Take, for instance, “master figure” Pavel Shugurov’s mini-pavilion for a pseudo-organization he’s christened the Union of Artists of Russia. A “group show” that includes work by Shugurov’s 33 aliases, it crams, among other types of work, wall drawings, urban photography, expressionist paintings, and a documentary video into a white cube that measures three by three meters.
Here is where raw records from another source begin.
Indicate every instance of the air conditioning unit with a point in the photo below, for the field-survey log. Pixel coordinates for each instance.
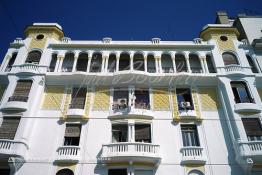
(185, 104)
(122, 102)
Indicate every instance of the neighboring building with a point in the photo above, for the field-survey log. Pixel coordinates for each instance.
(133, 107)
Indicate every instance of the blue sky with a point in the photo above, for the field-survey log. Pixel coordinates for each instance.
(119, 19)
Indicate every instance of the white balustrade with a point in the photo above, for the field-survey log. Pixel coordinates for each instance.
(233, 68)
(68, 153)
(193, 154)
(13, 147)
(130, 149)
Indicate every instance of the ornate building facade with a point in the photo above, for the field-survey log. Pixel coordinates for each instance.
(133, 107)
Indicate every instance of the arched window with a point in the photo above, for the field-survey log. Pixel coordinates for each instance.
(68, 62)
(241, 92)
(96, 62)
(21, 91)
(151, 64)
(167, 63)
(65, 172)
(252, 64)
(195, 64)
(53, 63)
(33, 57)
(124, 62)
(195, 172)
(82, 62)
(229, 58)
(11, 62)
(181, 65)
(139, 62)
(112, 63)
(210, 65)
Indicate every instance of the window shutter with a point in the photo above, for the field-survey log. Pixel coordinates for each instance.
(73, 131)
(9, 127)
(143, 132)
(252, 126)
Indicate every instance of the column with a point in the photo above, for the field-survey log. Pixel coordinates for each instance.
(254, 59)
(106, 63)
(6, 61)
(132, 61)
(89, 62)
(104, 57)
(131, 130)
(174, 62)
(201, 59)
(145, 63)
(59, 63)
(117, 61)
(188, 63)
(75, 62)
(159, 64)
(156, 64)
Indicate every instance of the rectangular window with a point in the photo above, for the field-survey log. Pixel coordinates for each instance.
(184, 99)
(119, 133)
(241, 92)
(253, 128)
(72, 135)
(9, 127)
(53, 63)
(142, 99)
(117, 172)
(189, 135)
(120, 98)
(22, 90)
(143, 133)
(78, 98)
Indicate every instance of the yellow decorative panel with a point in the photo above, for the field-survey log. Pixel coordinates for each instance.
(101, 101)
(195, 167)
(209, 98)
(87, 104)
(195, 101)
(225, 45)
(175, 106)
(160, 99)
(53, 97)
(259, 90)
(40, 44)
(66, 166)
(67, 102)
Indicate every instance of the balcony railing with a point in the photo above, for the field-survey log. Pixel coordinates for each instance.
(13, 147)
(147, 152)
(245, 100)
(68, 154)
(193, 154)
(29, 68)
(233, 68)
(18, 98)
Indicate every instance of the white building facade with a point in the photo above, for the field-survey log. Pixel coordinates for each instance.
(131, 107)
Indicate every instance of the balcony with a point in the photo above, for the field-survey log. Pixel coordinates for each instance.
(12, 148)
(131, 111)
(18, 103)
(69, 154)
(193, 155)
(76, 110)
(29, 68)
(251, 149)
(234, 69)
(131, 152)
(246, 105)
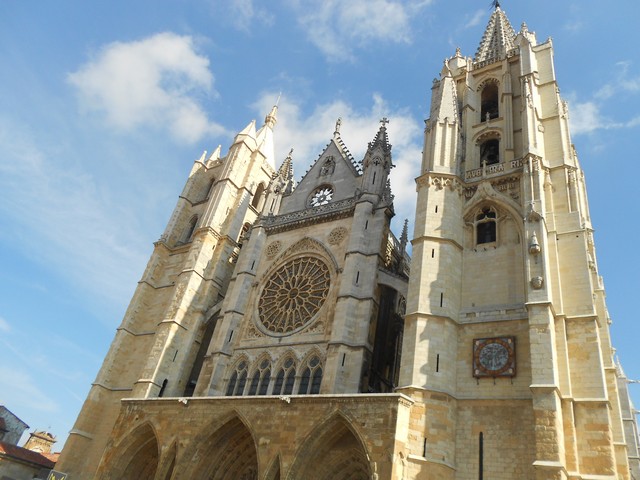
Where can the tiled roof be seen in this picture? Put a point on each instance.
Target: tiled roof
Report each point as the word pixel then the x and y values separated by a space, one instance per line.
pixel 19 453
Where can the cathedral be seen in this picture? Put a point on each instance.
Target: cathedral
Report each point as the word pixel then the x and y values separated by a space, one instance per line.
pixel 281 331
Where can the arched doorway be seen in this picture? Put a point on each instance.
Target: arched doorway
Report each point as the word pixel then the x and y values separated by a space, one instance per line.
pixel 332 452
pixel 229 454
pixel 136 457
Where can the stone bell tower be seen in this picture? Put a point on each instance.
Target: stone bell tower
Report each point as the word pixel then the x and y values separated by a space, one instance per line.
pixel 155 352
pixel 506 344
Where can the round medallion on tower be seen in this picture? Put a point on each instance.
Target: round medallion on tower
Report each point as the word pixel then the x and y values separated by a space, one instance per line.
pixel 494 357
pixel 293 295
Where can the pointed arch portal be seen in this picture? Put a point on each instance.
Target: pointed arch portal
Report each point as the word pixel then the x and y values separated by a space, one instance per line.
pixel 137 457
pixel 229 454
pixel 333 452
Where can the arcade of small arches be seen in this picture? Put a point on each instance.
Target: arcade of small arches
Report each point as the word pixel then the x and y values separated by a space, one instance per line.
pixel 258 379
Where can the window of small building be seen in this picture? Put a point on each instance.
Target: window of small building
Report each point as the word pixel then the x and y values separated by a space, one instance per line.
pixel 489 103
pixel 490 152
pixel 486 227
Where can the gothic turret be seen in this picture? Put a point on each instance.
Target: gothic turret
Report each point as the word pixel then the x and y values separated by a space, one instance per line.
pixel 377 162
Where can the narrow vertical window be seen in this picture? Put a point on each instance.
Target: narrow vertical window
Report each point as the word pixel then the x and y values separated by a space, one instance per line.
pixel 490 152
pixel 162 389
pixel 489 105
pixel 285 378
pixel 480 456
pixel 311 378
pixel 188 233
pixel 238 380
pixel 486 228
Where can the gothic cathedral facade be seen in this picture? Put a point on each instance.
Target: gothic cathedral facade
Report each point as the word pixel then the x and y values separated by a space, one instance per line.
pixel 280 330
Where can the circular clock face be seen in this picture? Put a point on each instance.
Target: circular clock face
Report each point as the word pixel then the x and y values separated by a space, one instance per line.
pixel 321 196
pixel 493 356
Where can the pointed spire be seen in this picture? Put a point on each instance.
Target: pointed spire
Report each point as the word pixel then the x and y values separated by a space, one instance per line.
pixel 249 131
pixel 404 237
pixel 286 169
pixel 271 118
pixel 498 38
pixel 336 132
pixel 264 137
pixel 381 139
pixel 285 172
pixel 215 155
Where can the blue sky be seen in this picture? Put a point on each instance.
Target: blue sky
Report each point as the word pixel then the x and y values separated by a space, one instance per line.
pixel 105 105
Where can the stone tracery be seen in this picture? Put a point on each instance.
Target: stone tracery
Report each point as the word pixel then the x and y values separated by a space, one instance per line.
pixel 294 294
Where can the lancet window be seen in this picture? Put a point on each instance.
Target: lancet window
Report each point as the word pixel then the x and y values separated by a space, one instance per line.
pixel 311 377
pixel 490 152
pixel 261 378
pixel 188 233
pixel 285 379
pixel 486 227
pixel 489 102
pixel 238 380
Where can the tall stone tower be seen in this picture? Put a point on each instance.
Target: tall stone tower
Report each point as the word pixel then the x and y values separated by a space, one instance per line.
pixel 277 334
pixel 155 350
pixel 506 341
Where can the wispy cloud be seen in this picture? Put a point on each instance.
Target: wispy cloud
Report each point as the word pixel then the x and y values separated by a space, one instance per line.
pixel 243 13
pixel 19 388
pixel 335 27
pixel 309 133
pixel 475 18
pixel 587 116
pixel 155 81
pixel 623 82
pixel 64 219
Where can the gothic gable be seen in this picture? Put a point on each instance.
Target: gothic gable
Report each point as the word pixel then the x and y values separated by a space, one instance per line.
pixel 332 177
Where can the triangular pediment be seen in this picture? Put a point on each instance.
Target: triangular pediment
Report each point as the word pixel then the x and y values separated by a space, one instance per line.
pixel 333 174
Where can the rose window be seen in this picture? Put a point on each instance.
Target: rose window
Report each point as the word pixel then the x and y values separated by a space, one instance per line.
pixel 293 294
pixel 321 196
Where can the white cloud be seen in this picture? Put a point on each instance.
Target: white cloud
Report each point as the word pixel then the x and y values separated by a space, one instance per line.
pixel 63 218
pixel 334 26
pixel 155 81
pixel 309 133
pixel 4 325
pixel 18 388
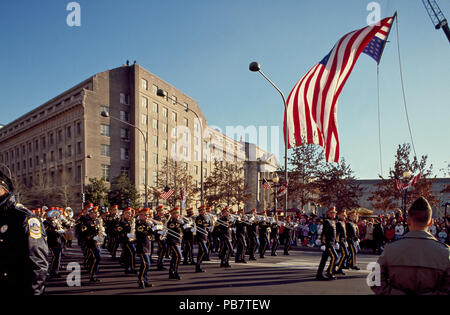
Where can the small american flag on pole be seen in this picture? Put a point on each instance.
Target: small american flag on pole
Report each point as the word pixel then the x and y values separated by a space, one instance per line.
pixel 167 193
pixel 266 184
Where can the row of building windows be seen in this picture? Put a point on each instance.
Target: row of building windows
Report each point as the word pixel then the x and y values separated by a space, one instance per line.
pixel 8 157
pixel 46 141
pixel 43 112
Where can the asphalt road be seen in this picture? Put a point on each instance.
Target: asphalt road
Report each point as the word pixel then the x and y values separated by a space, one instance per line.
pixel 280 275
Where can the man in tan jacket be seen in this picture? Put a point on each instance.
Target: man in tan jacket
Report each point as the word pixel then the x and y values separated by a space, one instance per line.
pixel 417 263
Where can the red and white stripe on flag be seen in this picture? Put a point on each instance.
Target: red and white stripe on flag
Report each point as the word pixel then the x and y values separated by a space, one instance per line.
pixel 414 180
pixel 311 115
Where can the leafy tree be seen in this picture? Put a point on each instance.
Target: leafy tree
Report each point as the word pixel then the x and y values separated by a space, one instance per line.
pixel 387 196
pixel 174 175
pixel 96 192
pixel 123 193
pixel 337 186
pixel 307 162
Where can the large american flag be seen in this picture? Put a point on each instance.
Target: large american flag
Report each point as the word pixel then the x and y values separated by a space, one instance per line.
pixel 167 193
pixel 312 104
pixel 266 184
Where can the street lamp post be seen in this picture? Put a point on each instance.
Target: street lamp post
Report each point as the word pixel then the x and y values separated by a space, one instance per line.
pixel 160 93
pixel 256 67
pixel 83 177
pixel 106 114
pixel 406 176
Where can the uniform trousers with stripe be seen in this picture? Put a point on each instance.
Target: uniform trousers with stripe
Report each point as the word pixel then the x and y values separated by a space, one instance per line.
pixel 144 267
pixel 240 247
pixel 175 252
pixel 225 250
pixel 202 251
pixel 129 256
pixel 329 252
pixel 352 254
pixel 343 260
pixel 93 260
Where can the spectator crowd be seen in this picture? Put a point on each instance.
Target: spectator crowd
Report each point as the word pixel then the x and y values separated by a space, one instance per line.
pixel 374 231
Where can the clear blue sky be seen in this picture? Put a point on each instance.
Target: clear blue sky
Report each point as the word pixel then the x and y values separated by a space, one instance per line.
pixel 204 47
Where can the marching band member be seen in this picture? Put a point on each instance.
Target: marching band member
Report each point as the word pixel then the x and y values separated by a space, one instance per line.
pixel 55 233
pixel 126 237
pixel 288 232
pixel 274 237
pixel 209 227
pixel 252 235
pixel 162 245
pixel 144 236
pixel 225 238
pixel 200 238
pixel 240 238
pixel 112 220
pixel 91 234
pixel 263 227
pixel 70 223
pixel 188 239
pixel 328 241
pixel 352 238
pixel 341 235
pixel 174 227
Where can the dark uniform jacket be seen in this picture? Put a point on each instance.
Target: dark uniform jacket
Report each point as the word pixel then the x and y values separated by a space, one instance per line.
pixel 352 232
pixel 224 232
pixel 252 229
pixel 329 232
pixel 54 238
pixel 240 228
pixel 164 221
pixel 23 251
pixel 263 226
pixel 200 221
pixel 90 229
pixel 274 228
pixel 415 264
pixel 174 226
pixel 188 235
pixel 341 232
pixel 144 236
pixel 111 223
pixel 123 228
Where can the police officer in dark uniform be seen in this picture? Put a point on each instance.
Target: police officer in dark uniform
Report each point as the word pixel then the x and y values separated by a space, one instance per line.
pixel 54 231
pixel 224 232
pixel 352 238
pixel 241 229
pixel 162 245
pixel 201 237
pixel 274 236
pixel 125 229
pixel 341 234
pixel 91 233
pixel 188 238
pixel 328 242
pixel 23 247
pixel 144 236
pixel 252 232
pixel 263 227
pixel 111 222
pixel 174 235
pixel 288 231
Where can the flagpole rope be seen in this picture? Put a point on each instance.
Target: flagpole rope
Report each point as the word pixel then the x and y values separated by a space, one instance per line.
pixel 404 94
pixel 379 118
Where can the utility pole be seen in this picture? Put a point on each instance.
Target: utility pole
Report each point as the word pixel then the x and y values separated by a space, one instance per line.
pixel 437 17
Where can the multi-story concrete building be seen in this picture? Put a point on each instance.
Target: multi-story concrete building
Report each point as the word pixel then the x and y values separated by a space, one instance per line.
pixel 67 140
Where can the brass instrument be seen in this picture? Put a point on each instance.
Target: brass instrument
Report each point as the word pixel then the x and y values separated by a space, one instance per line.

Another nonsensical gesture that contains multitudes is Monstration. A public happening that takes place every May Day since 2004, the gathering deploys flags, placards and banners to promote causes like “Up With Hope” and “Back of Dog Day.” The fact that the event lands its chief organizer, the artist Artem Loskutov, behind bars annually, invokes the dark satire of figures like Mikhail Bulgakov, author of the absurdist classic The Heart of a Dog.

Aslan Gaisumov
Numbers (2015)
50 metal plaques, overall dimensions 203 × 479 cm
Courtesy of the artist and Galerie Zink, Waldkirchen

Though that last work is included in the “Art in Action” portion of the exhibition, several other artworks in other sections address politics at least as memorably. Among these are a group of photographs by Anastasia Bogomolova documenting her efforts to inhabit both the landscape and day-to-day routine of forced laborers in the Bakal Labor camp, a postwar gulag (the photos’s greenish tint reflect their immersion in nettle soup, the wild grass that was the steady diet of most of the camp’s inmates). A second standout is Aslan Gaisumov’s installation “Numbers.” A wall mounted arrangement that consists of 50 metal plaques taken from existing homes in Grozny, the work documents the city’s missing houses by omission—that and the many lives lost during the decade long Second Chechen War.

Evgeny Ivanov
From the series My Friend the Street Musician (2004–2016)
Digital photograph
Courtesy of the artist

If few other pieces match the sheer pathos of Gaisumov’s installation, the show contains other artworks that sound complementary notes of hard-bitten post-Soviet resilience. One of them is Evgeny Ivanov’s series of portraits of his late friend, Oleg Formin, a Siberian street musician with rubberized Jerry Lewis features. Another is a large-scale reproduction of the Krasnodar studio of 65-year-old Mikhail Smaglyuk. Besides looking every bit a stage set for the movie Hugo, this version of the Russian tinkerer’s workplace is full of poetic whirrs and whistles—one piece consists of a bouncing money sack with wings that springs up and down from the ceiling and is titled “Easy Come, Easy Go.”

These and many other works in this rousing exhibition shine a light into cultural landscape that has long been both historically rich and richly underexposed. This, in fact, is the Garage Museum Triennial’s biggest contribution to Russian contemporary art: sunlight, and lots of it.

The Garage Triennial is on view at the Garage Museum of Contemporary Art, through May 14, 2017.